As he was about to arrive at this exclusive, elite Toronto golf club to start his working day, Jember was rear ended by a black SUV. The impact of the hit catapulted him from his bike, and sent him rolling down the steep grade that led to the banks of the Humber River. His fall was broken not by a rock, or a tree, but a dark, spungy object. That object was the body of a dead homeless woman, who made her home in a squatters’ camp near the club.

When the coroner discovers that the dead woman’s cause of death was a blunt force trauma to the back of the skull from a vodka bottle, there is an uproar across the city by both the homeless community and the wealthy members of the golf club to solve this brutal murder. But when the bodies of two more homeless people are found in the same area with the same death causing injuries, then the pressure is on Toronto police homicide squad detectives Ari Greene and Daniel Kennicott to investigate the murders and catch the perpetrator before it explodes into a full blown killing spree against the city’s less fortunate residents.

What I liked about this book is how its double barrel purpose of solving a string of murders and creating awareness of the plight of a major city’s homeless population practically grabs your attention from page 1. In fact, it almost reads like a script from an episode of “Law and Order” (doesn’t matter which spin-off from that TV franchise that first comes to mind). But this time, it’s not just the police and the lawyers who are on the case, but a number of other characters that are not directly involved in law enforcement, but somehow have a stake in this particular crime.
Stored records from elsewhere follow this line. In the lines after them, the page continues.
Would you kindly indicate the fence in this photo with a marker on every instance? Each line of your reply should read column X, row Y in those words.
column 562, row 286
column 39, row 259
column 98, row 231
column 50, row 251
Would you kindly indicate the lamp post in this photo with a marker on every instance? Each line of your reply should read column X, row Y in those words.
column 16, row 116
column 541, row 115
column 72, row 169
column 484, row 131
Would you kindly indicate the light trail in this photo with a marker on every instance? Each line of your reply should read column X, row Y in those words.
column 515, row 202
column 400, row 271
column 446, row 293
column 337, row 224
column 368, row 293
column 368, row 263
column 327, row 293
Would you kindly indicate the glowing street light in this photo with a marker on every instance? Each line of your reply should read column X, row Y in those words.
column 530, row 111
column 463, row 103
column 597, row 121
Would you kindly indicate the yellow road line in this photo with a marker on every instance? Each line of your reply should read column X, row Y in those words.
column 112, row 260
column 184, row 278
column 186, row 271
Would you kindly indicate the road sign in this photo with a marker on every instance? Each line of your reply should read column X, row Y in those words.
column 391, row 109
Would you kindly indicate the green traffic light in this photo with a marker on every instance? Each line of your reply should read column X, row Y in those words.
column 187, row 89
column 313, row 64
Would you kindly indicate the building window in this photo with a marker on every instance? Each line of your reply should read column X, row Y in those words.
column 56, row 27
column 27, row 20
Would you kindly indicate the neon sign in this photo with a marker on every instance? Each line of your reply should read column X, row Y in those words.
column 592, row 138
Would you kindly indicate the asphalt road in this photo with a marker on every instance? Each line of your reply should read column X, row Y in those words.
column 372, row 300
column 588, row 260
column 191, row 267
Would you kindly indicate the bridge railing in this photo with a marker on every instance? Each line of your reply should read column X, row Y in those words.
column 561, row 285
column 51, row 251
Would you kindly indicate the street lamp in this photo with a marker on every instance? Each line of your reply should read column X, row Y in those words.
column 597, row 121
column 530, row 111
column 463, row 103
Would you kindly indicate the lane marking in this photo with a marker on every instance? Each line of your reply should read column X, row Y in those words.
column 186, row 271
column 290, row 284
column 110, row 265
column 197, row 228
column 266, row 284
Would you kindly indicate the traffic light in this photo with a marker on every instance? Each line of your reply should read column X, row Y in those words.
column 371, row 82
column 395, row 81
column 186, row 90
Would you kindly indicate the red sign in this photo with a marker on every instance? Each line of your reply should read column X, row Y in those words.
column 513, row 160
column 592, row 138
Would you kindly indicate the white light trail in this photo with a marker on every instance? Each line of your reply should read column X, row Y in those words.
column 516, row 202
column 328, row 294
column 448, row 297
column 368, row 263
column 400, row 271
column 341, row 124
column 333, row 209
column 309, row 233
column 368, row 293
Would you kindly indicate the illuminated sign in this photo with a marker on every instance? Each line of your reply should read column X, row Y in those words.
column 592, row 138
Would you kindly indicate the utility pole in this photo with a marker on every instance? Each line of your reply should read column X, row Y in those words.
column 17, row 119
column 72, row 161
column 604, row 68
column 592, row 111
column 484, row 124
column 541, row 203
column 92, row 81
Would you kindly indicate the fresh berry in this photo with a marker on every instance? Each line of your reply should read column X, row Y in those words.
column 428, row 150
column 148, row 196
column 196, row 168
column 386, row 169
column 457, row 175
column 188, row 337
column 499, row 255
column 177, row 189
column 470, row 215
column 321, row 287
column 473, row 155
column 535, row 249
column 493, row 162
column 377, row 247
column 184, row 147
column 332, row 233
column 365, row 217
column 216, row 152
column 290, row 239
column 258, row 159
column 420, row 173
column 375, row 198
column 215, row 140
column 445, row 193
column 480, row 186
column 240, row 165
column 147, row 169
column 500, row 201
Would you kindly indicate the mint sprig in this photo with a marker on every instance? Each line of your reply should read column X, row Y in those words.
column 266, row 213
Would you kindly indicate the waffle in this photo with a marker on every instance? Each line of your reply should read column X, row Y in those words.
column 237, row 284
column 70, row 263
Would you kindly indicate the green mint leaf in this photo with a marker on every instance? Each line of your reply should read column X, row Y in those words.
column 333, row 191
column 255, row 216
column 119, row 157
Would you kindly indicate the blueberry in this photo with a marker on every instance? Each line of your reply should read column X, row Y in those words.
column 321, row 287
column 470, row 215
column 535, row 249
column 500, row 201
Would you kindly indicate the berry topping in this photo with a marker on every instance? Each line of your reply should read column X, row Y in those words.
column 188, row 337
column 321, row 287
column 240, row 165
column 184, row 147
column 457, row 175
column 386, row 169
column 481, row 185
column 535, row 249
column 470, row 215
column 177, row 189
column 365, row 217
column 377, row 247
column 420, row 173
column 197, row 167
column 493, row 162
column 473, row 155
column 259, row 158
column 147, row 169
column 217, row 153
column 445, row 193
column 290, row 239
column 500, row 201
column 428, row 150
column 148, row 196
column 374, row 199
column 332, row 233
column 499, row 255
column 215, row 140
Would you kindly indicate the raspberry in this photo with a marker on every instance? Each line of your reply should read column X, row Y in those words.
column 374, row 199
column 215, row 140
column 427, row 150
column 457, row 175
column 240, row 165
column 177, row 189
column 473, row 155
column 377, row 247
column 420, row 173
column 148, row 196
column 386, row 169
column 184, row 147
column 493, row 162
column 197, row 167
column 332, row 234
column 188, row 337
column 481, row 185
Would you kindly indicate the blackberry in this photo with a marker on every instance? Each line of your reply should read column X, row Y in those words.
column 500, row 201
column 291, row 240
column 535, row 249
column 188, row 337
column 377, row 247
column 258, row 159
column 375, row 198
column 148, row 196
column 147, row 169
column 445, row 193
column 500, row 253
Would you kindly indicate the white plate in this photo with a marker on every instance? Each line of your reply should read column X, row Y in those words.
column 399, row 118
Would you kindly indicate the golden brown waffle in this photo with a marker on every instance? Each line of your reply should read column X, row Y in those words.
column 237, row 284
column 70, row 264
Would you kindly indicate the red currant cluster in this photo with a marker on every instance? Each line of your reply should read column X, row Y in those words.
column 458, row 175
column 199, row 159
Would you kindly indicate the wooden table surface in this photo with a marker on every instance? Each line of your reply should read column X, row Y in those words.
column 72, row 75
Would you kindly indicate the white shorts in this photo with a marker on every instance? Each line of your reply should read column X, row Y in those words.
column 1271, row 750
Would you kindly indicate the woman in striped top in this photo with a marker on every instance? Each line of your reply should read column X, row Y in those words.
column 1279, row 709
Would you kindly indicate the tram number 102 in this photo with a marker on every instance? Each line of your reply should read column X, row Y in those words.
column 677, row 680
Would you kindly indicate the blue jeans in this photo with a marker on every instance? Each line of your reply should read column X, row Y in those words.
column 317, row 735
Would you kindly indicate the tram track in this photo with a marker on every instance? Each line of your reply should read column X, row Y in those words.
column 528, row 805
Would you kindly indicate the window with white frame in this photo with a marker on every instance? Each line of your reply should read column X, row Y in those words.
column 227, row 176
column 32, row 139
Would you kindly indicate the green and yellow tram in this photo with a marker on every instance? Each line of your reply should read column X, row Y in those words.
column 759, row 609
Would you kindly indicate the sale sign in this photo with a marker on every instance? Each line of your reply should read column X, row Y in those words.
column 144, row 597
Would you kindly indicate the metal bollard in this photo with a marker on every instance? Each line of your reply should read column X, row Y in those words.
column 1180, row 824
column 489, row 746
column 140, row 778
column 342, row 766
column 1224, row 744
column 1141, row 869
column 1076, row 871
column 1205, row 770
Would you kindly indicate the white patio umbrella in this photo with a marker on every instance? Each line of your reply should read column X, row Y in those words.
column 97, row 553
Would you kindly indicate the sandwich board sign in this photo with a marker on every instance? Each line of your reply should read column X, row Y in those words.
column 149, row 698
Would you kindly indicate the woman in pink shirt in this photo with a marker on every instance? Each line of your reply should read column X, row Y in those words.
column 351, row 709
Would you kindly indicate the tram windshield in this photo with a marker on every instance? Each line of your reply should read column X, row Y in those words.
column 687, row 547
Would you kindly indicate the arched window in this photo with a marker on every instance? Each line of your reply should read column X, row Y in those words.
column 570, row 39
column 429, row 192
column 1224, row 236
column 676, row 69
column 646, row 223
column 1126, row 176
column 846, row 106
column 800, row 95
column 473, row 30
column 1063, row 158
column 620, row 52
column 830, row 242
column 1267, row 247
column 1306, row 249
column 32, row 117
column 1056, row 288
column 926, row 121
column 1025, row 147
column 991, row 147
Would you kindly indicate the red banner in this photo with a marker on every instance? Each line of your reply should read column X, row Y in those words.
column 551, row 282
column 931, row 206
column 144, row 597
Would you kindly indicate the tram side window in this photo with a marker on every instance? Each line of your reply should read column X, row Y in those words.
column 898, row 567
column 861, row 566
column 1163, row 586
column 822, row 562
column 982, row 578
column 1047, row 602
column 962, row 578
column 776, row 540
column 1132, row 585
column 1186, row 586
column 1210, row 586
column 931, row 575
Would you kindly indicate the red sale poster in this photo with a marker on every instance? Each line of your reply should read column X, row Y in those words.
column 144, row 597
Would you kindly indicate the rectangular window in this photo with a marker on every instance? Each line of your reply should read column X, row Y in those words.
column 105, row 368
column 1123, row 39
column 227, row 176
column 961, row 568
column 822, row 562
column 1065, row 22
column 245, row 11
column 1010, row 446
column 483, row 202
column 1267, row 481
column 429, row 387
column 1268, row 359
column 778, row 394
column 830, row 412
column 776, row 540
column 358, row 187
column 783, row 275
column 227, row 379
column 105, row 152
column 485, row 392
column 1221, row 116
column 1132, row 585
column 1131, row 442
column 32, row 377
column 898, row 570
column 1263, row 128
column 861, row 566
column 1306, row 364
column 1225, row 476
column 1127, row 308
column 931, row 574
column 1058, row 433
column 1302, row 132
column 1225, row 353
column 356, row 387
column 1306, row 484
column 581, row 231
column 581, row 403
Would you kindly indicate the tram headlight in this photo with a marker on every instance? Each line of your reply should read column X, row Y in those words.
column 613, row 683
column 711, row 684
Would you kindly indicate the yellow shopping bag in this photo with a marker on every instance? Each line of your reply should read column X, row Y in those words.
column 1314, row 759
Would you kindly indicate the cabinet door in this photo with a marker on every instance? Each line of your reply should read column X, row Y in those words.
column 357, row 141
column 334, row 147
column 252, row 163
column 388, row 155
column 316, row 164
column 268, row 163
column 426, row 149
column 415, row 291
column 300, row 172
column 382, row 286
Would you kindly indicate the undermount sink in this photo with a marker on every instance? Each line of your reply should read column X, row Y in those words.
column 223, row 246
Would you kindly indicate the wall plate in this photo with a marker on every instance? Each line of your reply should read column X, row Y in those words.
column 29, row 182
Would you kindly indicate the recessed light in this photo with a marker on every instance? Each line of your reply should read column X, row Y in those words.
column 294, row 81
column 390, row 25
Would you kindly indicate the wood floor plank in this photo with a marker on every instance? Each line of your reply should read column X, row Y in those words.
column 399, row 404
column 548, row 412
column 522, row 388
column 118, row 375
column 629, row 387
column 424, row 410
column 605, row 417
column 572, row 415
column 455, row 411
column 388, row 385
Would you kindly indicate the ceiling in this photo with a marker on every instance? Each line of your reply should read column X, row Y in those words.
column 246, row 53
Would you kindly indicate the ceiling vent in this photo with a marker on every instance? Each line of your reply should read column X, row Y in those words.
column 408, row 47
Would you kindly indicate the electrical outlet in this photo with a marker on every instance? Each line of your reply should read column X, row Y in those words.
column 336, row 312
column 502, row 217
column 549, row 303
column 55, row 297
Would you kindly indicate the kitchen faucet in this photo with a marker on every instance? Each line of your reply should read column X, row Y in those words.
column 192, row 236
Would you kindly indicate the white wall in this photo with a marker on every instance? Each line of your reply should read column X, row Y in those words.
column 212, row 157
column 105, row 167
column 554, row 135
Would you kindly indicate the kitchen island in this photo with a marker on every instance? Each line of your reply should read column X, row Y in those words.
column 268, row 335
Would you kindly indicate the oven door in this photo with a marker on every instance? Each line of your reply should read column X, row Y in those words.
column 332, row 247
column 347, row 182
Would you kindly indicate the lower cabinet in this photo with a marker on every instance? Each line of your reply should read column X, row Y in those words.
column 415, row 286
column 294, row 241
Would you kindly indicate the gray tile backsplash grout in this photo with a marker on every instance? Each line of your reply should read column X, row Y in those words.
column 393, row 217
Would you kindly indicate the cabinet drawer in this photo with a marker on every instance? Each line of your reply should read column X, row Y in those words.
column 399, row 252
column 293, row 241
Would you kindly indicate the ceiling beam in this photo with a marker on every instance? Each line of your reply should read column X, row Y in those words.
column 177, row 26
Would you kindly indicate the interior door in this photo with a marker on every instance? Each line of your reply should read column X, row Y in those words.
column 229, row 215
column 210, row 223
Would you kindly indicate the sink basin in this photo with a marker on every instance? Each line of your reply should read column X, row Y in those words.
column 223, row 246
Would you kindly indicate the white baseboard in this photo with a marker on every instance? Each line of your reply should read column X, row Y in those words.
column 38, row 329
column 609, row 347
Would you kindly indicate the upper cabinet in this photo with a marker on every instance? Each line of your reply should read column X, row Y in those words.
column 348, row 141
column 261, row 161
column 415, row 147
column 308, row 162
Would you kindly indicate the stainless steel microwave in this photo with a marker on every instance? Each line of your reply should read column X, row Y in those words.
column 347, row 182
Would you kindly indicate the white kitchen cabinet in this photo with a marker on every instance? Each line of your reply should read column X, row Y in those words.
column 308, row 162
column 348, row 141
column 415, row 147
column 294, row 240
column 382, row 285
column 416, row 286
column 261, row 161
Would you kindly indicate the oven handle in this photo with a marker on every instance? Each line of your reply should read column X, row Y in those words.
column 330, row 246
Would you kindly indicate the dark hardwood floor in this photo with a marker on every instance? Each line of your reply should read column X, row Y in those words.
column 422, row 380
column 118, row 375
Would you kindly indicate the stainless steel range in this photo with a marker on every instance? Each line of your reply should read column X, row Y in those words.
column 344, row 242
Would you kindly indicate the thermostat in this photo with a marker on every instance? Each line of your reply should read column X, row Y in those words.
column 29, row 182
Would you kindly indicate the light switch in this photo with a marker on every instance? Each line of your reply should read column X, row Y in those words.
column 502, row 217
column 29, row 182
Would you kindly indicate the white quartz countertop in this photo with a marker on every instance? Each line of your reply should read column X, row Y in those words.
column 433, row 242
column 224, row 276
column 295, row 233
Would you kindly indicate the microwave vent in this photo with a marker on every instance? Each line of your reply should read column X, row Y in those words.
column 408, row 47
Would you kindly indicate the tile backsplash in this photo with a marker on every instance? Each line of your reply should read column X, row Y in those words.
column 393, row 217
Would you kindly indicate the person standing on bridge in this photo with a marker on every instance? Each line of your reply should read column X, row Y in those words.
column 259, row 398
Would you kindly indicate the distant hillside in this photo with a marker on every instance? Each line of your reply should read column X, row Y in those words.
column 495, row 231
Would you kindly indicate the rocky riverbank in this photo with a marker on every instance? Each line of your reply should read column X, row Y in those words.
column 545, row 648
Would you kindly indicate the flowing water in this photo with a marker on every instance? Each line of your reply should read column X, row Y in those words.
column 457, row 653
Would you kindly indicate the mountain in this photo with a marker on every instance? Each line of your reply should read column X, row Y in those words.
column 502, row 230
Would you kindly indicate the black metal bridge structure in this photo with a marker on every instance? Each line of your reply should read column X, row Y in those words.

There’s Alison Greene, Detective Greene’s British-born daughter who works as a crusading reporter for a Toronto TV station’s nightly newscast, who makes it her mission to report on – and comprehend – the seamy side of the extreme poverty that plagues Toronto. Then there’s Dr. Burns, a fervent activist for the homeless who wants to publicize this cause through Alison’s daily news reports. And on a more poignant side, there’s Nancy Parish, a Toronto lawyer whose close friend from law school – Melissa – because of her mental health issues, ends up divorced from her marriage to a wealthy and social climbing Toronto city councillor and estranged from her daughter; and to add insult to injury, her former law school best friend Lydia ends up marrying her ex-husband. All of this emotional trauma forces Melissa onto the streets, and ends up tragically when her dead body is found on the banks of the Humber.

Rotenberg takes these subplots and neatly brings them all together towards the capture of the murderer, and practically each character contributes towards the satisfying denouement that concludes Downfall. As well, his grim descriptions of Toronto’s underbelly brings out the sad fact of how the plight of the homeless population taints the city’s image as Canada’s largest city.

Downfall is a gripping detective thriller that explicitly exposes the division between rich and poor, but also brings to light of the tragedy of being homeless and dispossessed that should not be treated as a social burden, but as a national emergency.